NVIDIA virtual GPU (vGPU) software enables powerful GPU performance for workloads ranging from graphics-rich virtual desktops and workstations to data science and AI, enabling IT to leverage the management and security benefits of virtualization as well as the performance of NVIDIA GPUs required for modern workloads. Installed a physical GPU in a server, NVIDIA vGPU software creates virtual GPUs that can be shared across multiple virtual machines which can be accessed by any device, anywhere.
Figure 2. NVIDIA Virtual GPU
NVIDIA vGPU is the industry's most advanced technology for virtualizing true GPU hardware acceleration to share them between multiple virtual desktops or aggregate them to assign to a single virtual desktop, without compromising the graphics experience. NVIDIA vGPU offers four software editions to enable graphics for different virtualized workloads.
- NVIDIA Virtual PC (vPC) – Designed to provide full virtual desktops with up to dual 4K monitor support or single 5K monitor support for office productivity applications and multimedia.
- NVIDIA Virtual Applications (vApps) – Delivers graphics accelerated application streaming with remote desktop session host (RDSH) solutions.
- NVIDIA RTX Virtual Workstation (RTX vWS) – Designed to provide workstation-grade performance in a virtual environment with support for up to four 4K or 5K monitors or up to two 8K monitors.
- NVIDIA Virtual Compute Server (vCS) – Accelerate virtualized compute workloads – from AI, machine learning, and data science.
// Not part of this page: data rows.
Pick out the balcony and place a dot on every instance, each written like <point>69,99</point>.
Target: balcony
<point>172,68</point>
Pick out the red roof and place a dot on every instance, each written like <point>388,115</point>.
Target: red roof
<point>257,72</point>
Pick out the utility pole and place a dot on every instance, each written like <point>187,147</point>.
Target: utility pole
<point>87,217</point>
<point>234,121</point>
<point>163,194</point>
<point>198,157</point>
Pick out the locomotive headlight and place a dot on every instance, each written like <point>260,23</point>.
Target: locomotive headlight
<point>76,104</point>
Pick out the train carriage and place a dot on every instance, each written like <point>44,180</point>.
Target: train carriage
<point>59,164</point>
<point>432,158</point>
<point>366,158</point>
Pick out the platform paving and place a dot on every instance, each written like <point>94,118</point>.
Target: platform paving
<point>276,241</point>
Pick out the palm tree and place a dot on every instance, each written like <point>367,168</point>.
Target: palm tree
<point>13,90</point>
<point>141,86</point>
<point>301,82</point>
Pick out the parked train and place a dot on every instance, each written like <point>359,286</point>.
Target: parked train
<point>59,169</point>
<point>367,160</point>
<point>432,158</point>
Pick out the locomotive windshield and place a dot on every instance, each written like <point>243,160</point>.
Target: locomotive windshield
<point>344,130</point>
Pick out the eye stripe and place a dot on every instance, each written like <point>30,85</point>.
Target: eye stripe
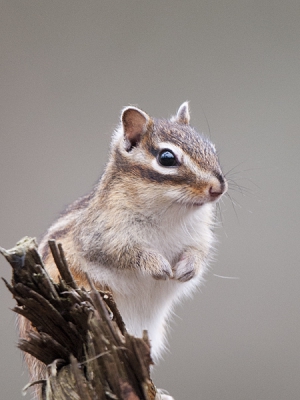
<point>167,158</point>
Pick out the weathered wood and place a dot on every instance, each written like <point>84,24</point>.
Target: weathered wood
<point>78,334</point>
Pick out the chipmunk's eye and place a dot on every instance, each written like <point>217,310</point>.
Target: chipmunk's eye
<point>166,158</point>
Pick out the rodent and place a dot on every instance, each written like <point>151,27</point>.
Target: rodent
<point>145,232</point>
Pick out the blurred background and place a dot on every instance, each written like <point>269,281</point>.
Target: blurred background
<point>67,69</point>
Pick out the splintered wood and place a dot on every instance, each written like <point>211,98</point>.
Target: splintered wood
<point>79,334</point>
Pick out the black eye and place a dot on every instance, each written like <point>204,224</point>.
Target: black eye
<point>166,158</point>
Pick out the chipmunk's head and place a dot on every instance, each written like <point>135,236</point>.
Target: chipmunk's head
<point>169,156</point>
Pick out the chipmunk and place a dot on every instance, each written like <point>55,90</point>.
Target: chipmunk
<point>145,231</point>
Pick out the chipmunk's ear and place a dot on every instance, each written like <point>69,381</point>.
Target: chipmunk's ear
<point>135,123</point>
<point>183,114</point>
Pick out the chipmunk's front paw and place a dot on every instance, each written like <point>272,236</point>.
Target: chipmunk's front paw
<point>185,269</point>
<point>151,262</point>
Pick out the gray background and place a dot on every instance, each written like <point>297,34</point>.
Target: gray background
<point>67,69</point>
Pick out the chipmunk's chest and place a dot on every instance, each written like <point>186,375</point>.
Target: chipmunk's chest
<point>172,233</point>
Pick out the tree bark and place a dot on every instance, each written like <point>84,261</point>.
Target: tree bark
<point>78,334</point>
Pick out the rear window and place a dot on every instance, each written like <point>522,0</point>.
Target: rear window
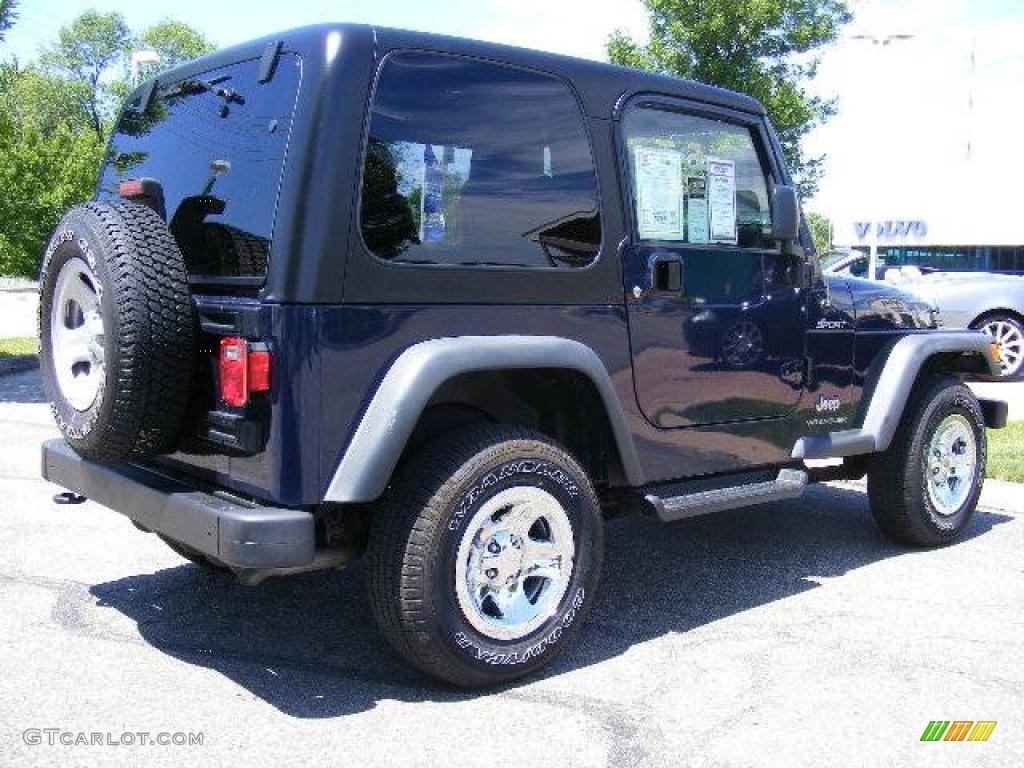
<point>471,163</point>
<point>215,145</point>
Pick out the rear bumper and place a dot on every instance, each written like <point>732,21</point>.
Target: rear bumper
<point>224,528</point>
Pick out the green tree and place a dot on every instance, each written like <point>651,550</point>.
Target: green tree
<point>765,48</point>
<point>42,172</point>
<point>8,15</point>
<point>48,161</point>
<point>32,96</point>
<point>86,51</point>
<point>821,230</point>
<point>176,43</point>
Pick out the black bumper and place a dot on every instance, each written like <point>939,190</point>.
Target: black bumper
<point>226,529</point>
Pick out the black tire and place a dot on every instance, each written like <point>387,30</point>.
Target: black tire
<point>1015,327</point>
<point>193,555</point>
<point>148,331</point>
<point>898,478</point>
<point>241,254</point>
<point>417,532</point>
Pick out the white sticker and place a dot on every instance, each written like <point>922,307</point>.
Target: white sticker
<point>696,209</point>
<point>658,175</point>
<point>722,201</point>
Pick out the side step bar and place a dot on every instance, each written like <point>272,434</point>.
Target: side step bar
<point>788,484</point>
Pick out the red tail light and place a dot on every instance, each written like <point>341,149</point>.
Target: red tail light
<point>243,370</point>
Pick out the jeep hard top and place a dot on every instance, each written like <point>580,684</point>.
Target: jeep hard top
<point>351,291</point>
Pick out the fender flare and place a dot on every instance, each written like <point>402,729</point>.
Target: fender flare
<point>892,389</point>
<point>368,462</point>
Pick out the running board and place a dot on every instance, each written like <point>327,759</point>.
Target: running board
<point>788,484</point>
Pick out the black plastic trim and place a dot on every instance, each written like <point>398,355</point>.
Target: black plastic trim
<point>227,529</point>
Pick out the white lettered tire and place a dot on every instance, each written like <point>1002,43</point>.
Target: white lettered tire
<point>484,555</point>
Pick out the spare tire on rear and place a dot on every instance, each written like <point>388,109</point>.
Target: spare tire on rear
<point>117,332</point>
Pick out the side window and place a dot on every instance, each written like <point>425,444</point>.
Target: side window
<point>471,163</point>
<point>218,162</point>
<point>696,179</point>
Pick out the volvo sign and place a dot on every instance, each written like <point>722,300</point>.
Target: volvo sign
<point>891,228</point>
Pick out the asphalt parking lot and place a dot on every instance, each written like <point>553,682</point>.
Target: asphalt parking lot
<point>791,634</point>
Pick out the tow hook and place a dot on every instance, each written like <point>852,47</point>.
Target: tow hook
<point>69,497</point>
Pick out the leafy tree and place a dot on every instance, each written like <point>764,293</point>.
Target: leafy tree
<point>42,172</point>
<point>821,230</point>
<point>48,161</point>
<point>7,15</point>
<point>764,48</point>
<point>32,96</point>
<point>175,42</point>
<point>86,50</point>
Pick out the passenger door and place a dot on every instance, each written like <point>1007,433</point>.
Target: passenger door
<point>716,311</point>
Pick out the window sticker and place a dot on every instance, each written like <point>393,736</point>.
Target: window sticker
<point>432,224</point>
<point>658,175</point>
<point>696,209</point>
<point>722,201</point>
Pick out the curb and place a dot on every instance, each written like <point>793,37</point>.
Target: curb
<point>17,364</point>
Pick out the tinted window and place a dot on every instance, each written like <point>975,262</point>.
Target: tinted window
<point>215,143</point>
<point>696,180</point>
<point>472,163</point>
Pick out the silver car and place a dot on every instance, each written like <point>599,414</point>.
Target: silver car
<point>993,303</point>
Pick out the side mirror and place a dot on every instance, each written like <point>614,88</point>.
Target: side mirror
<point>784,213</point>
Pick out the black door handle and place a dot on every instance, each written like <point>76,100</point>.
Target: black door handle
<point>667,274</point>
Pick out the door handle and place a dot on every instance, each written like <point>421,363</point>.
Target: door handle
<point>667,274</point>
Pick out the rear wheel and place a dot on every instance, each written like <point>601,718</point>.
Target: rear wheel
<point>1008,332</point>
<point>925,487</point>
<point>484,555</point>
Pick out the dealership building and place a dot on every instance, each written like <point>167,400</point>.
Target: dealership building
<point>950,240</point>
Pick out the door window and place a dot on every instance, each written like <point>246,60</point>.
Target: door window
<point>470,163</point>
<point>697,180</point>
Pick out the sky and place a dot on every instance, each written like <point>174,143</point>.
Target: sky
<point>907,112</point>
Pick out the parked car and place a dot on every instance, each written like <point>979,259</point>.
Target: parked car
<point>352,291</point>
<point>985,301</point>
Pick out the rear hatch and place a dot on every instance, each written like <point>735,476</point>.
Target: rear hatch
<point>207,152</point>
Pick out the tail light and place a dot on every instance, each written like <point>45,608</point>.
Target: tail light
<point>244,369</point>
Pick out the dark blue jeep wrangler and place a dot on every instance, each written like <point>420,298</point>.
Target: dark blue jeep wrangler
<point>448,304</point>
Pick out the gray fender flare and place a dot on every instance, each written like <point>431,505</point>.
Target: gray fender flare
<point>891,391</point>
<point>368,462</point>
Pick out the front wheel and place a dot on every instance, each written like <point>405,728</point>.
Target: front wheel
<point>484,555</point>
<point>925,487</point>
<point>1008,332</point>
Dell EMC with NVIDIA ─ Recommendations
Dell EMC Ready Solutions for VDI can be configured with the following NVIDIA GPUs:
- NVIDIA M10 (Maxwell) – Recommended for NVIDIA vApps or NVIDIA vPC environments, each card is equipped with 32 GB of frame buffer with the maximum available frame buffer per user at 8 GB. Dell Technologies recommends hosting a maximum of 32 Windows 10 users per card. While some PowerFlex hyperconverged node configurations support three cards, consider sizing with a maximum of two cards per node. Configure systems with less than 1 TB of memory when using the M10.
- NVIDIA T4 Tensor Core – NVIDIA's Turing architecture is available in the T4 GPU, a flexible GPU well-suited to run various data center workflows, including VDI and AI inferencing. The T4 GPU is flexible enough to run knowledge worker VDI or professional graphics workloads. Add up to six GPU cards into your R740xd node to enable up 96 GB of graphics frame buffer. For modernized data centers, use this card in off-peak hours to perform your inferencing workloads with NVIDIA vCS software.
- NVIDIA Quadro RTX 6000 and 8000 – Select the Turing-based RTX 6000 or RTX 8000 for the best virtualized graphics performance for professional graphics and rendering workloads. These two GPUs have similar specifications, but the RTX 6000 has 24 GB of graphics frame buffer while the RTX 8000 has 48 GB per card. Add up to three RTX 6000 or 8000 GPU cards into your R740xd node to enable up to 72 GB or 144 GB respectively.